On the other hand, when sound is high-fidelity and well-controlled:

  • Guests can talk comfortably without raising their voices

  • Music feels present, not intrusive

  • The environment feels more intentional and more enjoyable

This is where behavior shifts in a way that’s subtle—but incredibly powerful: people settle in.

5. The Gap Between Strategy and Reality

Most venues understand that music matters. Fewer account for how it’s actually experienced across the space.

In practice, the experience often breaks down—not because of the playlist, but because of the system or its design.

If sound is uneven—too loud near the bar, too quiet in the corners, low frequency in some areas and not others, unclear in key seating areas—the entire environment becomes inconsistent.

Guests adapt:

  • Leaning in to talk

  • Raising their voices to be heard

  • Mentally tuning out the music

  • Leaving earlier than planned

At that point, even the best-curated playlist loses its impact.

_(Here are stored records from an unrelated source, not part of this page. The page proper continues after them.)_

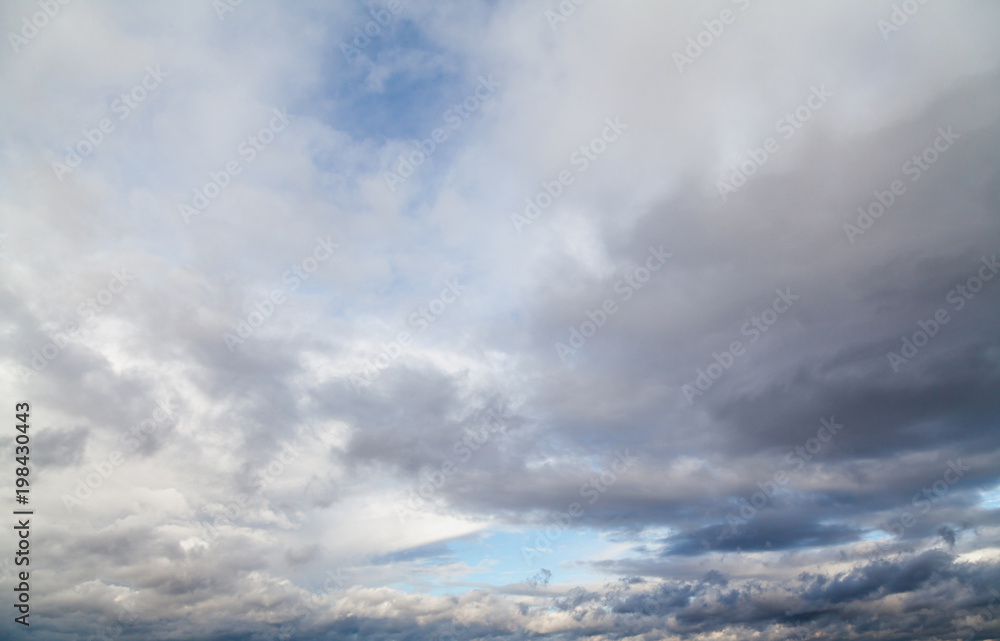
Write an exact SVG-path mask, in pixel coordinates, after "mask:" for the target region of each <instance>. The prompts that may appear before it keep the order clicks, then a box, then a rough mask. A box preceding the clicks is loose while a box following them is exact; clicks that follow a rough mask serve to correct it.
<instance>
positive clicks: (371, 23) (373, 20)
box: [340, 0, 404, 62]
mask: <svg viewBox="0 0 1000 641" xmlns="http://www.w3.org/2000/svg"><path fill="white" fill-rule="evenodd" d="M403 4H404V2H403V1H401V0H389V2H388V3H387V4H386V7H387V9H376V8H375V7H368V13H369V15H371V17H372V19H371V20H369V21H368V22H366V23H365V24H364V25H354V33H355V36H354V46H353V47H352V46H351V45H349V44H347V43H346V42H344V41H343V40H341V41H340V51H341V53H343V54H344V59H345V60H347V61H348V62H350V61H351V56H354V59H355V60H359V59H360V58H361V53H362V51H363V50H364V49H365V48H366V47H368V45H370V44H371V42H372V38H377V37H379V36H380V35H382V30H383V29H385V28H387V27H388V26H389V24H390V23H392V21H393V19H394V18H395V17H396V16H398V15H399V14H400V13H402V11H403Z"/></svg>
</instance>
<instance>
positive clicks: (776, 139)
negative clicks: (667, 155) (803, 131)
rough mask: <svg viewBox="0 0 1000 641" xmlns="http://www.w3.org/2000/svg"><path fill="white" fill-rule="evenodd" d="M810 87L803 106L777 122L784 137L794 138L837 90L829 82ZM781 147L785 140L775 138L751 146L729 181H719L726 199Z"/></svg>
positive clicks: (758, 168)
mask: <svg viewBox="0 0 1000 641" xmlns="http://www.w3.org/2000/svg"><path fill="white" fill-rule="evenodd" d="M810 90H811V92H810V94H809V95H808V96H806V98H805V100H803V101H802V104H801V105H799V106H798V107H796V108H795V110H794V111H790V112H788V113H786V114H785V115H784V116H783V117H781V118H779V119H778V122H776V123H774V129H775V131H777V132H778V133H779V134H782V138H783V139H784V140H789V139H791V138H792V136H794V135H795V134H796V133H797V132H798V130H799V129H801V128H802V126H803V125H804V124H805V123H807V122H809V120H811V119H812V117H813V115H814V114H815V113H816V112H817V111H819V110H820V109H822V108H823V107H824V106H825V105H826V101H827V100H829V99H830V98H832V97H833V92H832V91H827V89H826V85H823V84H821V85H820V86H819V87H816V86H815V85H813V86H812V87H811V88H810ZM814 100H815V102H814ZM780 150H781V143H779V142H778V140H777V139H776V138H774V137H769V138H766V139H765V140H764V142H763V143H761V146H760V147H756V148H752V149H747V152H746V155H747V157H746V158H745V159H743V160H742V161H740V162H739V163H738V164H736V165H733V166H732V167H730V169H731V173H730V174H729V177H728V181H727V179H726V178H721V179H719V180H718V181H716V183H715V188H716V189H717V190H718V191H719V195H720V196H722V200H723V202H725V201H727V200H729V195H730V194H734V193H736V191H737V190H738V189H739V188H740V187H742V186H743V185H745V184H746V183H747V181H748V180H749V179H750V176H753V175H754V174H756V173H757V171H758V170H759V169H760V168H762V167H763V166H764V165H766V164H767V161H768V160H769V159H770V157H771V156H773V155H774V154H776V153H778V152H779V151H780Z"/></svg>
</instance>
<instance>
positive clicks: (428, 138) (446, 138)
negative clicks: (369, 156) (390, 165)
mask: <svg viewBox="0 0 1000 641" xmlns="http://www.w3.org/2000/svg"><path fill="white" fill-rule="evenodd" d="M500 86H501V85H500V83H499V82H497V81H495V80H493V74H490V75H489V76H487V77H485V78H484V77H483V76H479V84H478V85H476V88H475V89H474V90H473V91H472V93H470V94H469V95H468V96H466V97H465V98H464V99H463V100H462V102H460V103H458V104H455V105H452V106H451V107H449V108H448V109H446V110H445V112H444V114H442V116H441V119H442V120H443V121H444V122H445V124H447V125H449V127H450V129H451V131H454V130H456V129H458V128H459V127H461V126H462V124H463V123H464V122H465V121H466V120H468V119H469V117H470V116H472V114H474V113H476V112H477V111H479V109H480V108H481V107H482V106H483V104H484V103H486V102H487V101H488V100H490V99H492V98H493V94H494V93H496V90H497V89H499V88H500ZM450 135H451V132H449V131H448V129H446V128H444V127H438V128H436V129H434V130H433V131H432V132H431V134H430V137H428V138H424V139H422V140H420V141H419V142H417V143H416V147H417V148H416V149H414V150H413V151H410V152H409V153H403V154H400V155H399V156H398V157H397V158H396V170H395V171H386V172H384V174H383V177H384V178H385V184H386V185H388V187H389V190H390V191H396V187H397V186H398V185H399V184H401V183H403V182H406V180H407V179H408V178H409V177H410V176H412V175H413V173H414V172H415V171H416V168H417V167H419V166H421V165H423V164H424V163H425V162H427V160H428V159H430V157H431V156H433V155H434V152H435V151H437V149H438V147H439V146H440V145H442V144H443V143H445V142H447V141H448V138H449V136H450Z"/></svg>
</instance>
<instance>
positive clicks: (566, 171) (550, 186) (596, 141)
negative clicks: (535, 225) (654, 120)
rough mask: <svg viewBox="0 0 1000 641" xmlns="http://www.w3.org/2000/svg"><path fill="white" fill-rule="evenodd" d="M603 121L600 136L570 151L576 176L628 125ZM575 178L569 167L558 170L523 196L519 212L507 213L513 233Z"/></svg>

This is the gap between having a sound strategy—and actually executing one.

6. Where 1 SOUND Changes the Equation

This is where system design becomes the strategy.

Because if sound influences behavior, perception, and spending, then the system delivering that sound is shaping those outcomes directly.

1 SOUND loudspeakers are designed with controlled, predictable off-axis performance, meaning the sound coverage is accurate in its dispersion patterns—not just directly in front of the speaker.

That translates into real, noticeable differences:

  • Even SPL across frequency ranges 

  • Clear, high-fidelity sound without distortion

  • The ability to maintain energy and presence without overpowering conversation

And that last point is critical.

When guests don’t have to compete with the music—or raise their voices just to have a conversation—they stay longer. They relax. They order another round.

It’s not just about volume—it’s about eliminating the kind of distortion that makes people want to leave sooner than they planned.

This is where sonic quality stops being a technical detail—and becomes a business decision.

7. The Real Opportunity

Most venues think about sound at the end—after the layout, after the design, after everything else is decided.

But the research suggests something different: sound isn’t a finishing touch. It’s a lever.

It can influence:

  • How long people stay (by up to 25%)¹

  • How much they spend¹³

  • How they experience the space as a whole⁴

And unlike many other elements, it does all of this continuously, in the background.

Sound is already shaping behavior in every space.

The question is whether it’s doing so intentionally—or leaving it up to chance.

Because when music selection and sonic quality work together:

  • Guests stay longer

  • Conversations feel effortless

  • The environment feels better

  • And spending follows naturally

That’s not just good design.
That’s a competitive advantage.

 
 

Sources

¹ Milliman, R. (1986). The Influence of Background Music on Restaurant Behavior. Journal of Consumer Research.

² Malcman, L. et al. (2024). How Does Background Music Affect Dining Duration, Tips and Bill Amounts in Restaurants? Behavioral Sciences.

³ Grossman, R., & Rachamim, M. (2025). The Impact of Background Music on Spending and Price Perception.

⁴ Journal of Retailing and Consumer Services (2021). Effects of Music Tempo on Consumer Perception and Behavior.